Kennis:
het kennen van de basisbegrippen van de cognitieve gedragstherapie; het kennen van de verschillende motiveringstechnieken, cognitieve technieken, operante behandelprincipes, zelfcontrole procedures en procedures van geleidelijke exposure als basistechnieken van de cognitieve gedragstherapie.
Vaardigheden:
De vaardigheid bezitten om gedragstherapeutische instrumenten en technieken te gebruiken als het maken van een functie- en betekenisanalyse, het registreren en meten van gedrag, het motiveren van en onderhandelen met patiënten, het opzetten en uitvoeren van stappenplannen, het uitdagen van gedachten en het onderhandelen over gedragsexperimenten, evenals het toepassen daarvan in gedragstherapeutische groepsonderdelen; toepassing van protocollen in de ambulante GGZ bij tien veel voorkomende stoornissen , met name de paniekstoornis en agorafobie, sociale angststoornis, dwang, hypochondrie, onverklaarde lichamelijke klachten, post traumatische stressstoornis, depressie, ongewenste gewoonten, alcoholproblematiek en (kort) ADHD bij volwassenen, de vaardigheid bezitten om bovenvermelde technieken althans op basaal niveau aan patiënten te presenteren en ze toe te passen. De nadruk zal liggen op het leren omgaan met mogelijkheden en moeilijkheden die zich in de interactie met de patiënt voordoen.
Attitude:
In staat zijn tot een respectvolle bejegening van de patiënt: diens probleem als zodanig erkennen, hem aan het denken zetten over de mogelijke aanpak ervan , hem aldus weten te motiveren voor verandering en het in goede samenwerking meedenkend aanbieden van mogelijke interventies die verandering kunnen bewerkstelligen. Een visie hebben op de positie van de gedragstherapeutisch medewerker in het werkveld in relatie tot de gedragstherapeut en overige behandelaars. Aan het slot van de cursus vindt een systematische bezinning plaats op de kansen voor generalisatie van het geleerde in ieders eigen individuele dagelijkse praktijk.
Inhoud:
Nadat de cursisten een inleiding in de leertheorie hebben doorlopen worden in de eerste helft van de cursus basisvaardigheden geoefend als het maken van functie- en betekenisanalyses van probleemgedrag, het in kaart brengen en registreren en meten daarvan, gedachtetraining, onderhandelen en doelen stellen met de patiënt om een gedragsexperiment op te zetten, uitvoeren van exposure (interoceptief en in vivo), opstellen van een stappenplan, taakconcentratie en responspreventie.
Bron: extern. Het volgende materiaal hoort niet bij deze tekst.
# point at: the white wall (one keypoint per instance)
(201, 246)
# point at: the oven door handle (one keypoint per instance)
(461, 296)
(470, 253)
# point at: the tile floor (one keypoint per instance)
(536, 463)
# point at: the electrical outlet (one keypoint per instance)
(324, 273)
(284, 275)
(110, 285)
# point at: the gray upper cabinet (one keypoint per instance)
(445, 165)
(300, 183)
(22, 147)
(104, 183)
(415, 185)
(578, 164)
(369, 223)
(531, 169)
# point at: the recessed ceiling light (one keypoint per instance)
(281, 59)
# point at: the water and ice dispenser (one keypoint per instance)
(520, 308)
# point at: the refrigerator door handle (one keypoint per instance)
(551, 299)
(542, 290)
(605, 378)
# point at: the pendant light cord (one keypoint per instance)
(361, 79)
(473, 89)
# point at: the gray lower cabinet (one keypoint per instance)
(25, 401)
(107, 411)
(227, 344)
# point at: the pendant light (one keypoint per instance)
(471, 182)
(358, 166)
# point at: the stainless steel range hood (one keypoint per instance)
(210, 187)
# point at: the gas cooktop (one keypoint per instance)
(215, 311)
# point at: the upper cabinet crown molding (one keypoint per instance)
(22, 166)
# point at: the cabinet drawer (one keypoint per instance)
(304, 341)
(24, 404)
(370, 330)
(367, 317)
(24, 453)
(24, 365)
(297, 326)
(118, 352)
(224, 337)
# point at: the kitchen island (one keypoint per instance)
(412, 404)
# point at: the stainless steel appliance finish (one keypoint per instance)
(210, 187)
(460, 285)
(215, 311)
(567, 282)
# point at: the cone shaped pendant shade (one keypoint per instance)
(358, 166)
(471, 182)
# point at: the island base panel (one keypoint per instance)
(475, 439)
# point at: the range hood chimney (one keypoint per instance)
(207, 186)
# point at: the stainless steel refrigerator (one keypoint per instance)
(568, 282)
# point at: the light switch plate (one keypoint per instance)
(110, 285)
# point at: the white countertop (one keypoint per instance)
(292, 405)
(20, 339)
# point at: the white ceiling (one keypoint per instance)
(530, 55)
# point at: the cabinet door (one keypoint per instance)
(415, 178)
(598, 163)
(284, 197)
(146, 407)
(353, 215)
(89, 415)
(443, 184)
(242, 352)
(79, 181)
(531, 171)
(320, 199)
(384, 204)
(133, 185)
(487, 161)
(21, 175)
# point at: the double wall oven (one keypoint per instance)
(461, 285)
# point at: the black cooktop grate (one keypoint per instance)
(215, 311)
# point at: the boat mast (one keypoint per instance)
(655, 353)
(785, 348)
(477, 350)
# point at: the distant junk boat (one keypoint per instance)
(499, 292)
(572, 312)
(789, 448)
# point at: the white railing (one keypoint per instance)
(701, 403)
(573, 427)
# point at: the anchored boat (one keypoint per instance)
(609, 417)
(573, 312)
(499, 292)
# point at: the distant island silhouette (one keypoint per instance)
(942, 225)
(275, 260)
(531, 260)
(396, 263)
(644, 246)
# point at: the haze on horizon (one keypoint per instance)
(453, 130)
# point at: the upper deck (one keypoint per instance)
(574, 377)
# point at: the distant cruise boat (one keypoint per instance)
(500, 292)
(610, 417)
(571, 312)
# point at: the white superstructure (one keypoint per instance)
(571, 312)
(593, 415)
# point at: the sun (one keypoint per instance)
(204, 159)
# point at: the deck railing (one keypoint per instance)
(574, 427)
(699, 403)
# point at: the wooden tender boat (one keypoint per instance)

In de tweede helft komen specifieke vaardigheden aan bod zoals imaginaire exposure, cognitieve therapie en operante bekrachtiging bij specifieke stoornissen, zelfcontrole, motiverend interview en socratische dialoog, rekening houden met persoonlijkheidsproblematiek, opstellen behandelplan met afwegingen over keuze van als eerste te bewerken probleem en kwestie van parallel of sequentieel behandelen, psycho-educatie, CGW-werk in groepsformat en (digitale) innovaties. Bovenstaande vaardigheden worden besproken en geoefend aan de hand van (protocollen voor) een tiental typen As-I-problematiek. Er is gelegenheid om te oefenen in het hanteren van verschillende interactievormen bij persoonlijkheidsproblematiek. Er wordt gewerkt met eigen in te brengen casuïstiek (van cursist zelf of van patiënt) in subgroepen onder begeleiding van de docenten nadat de diverse vormen van aanpak en/of technieken door hen of via DVD-opnamen zijn gedemonstreerd.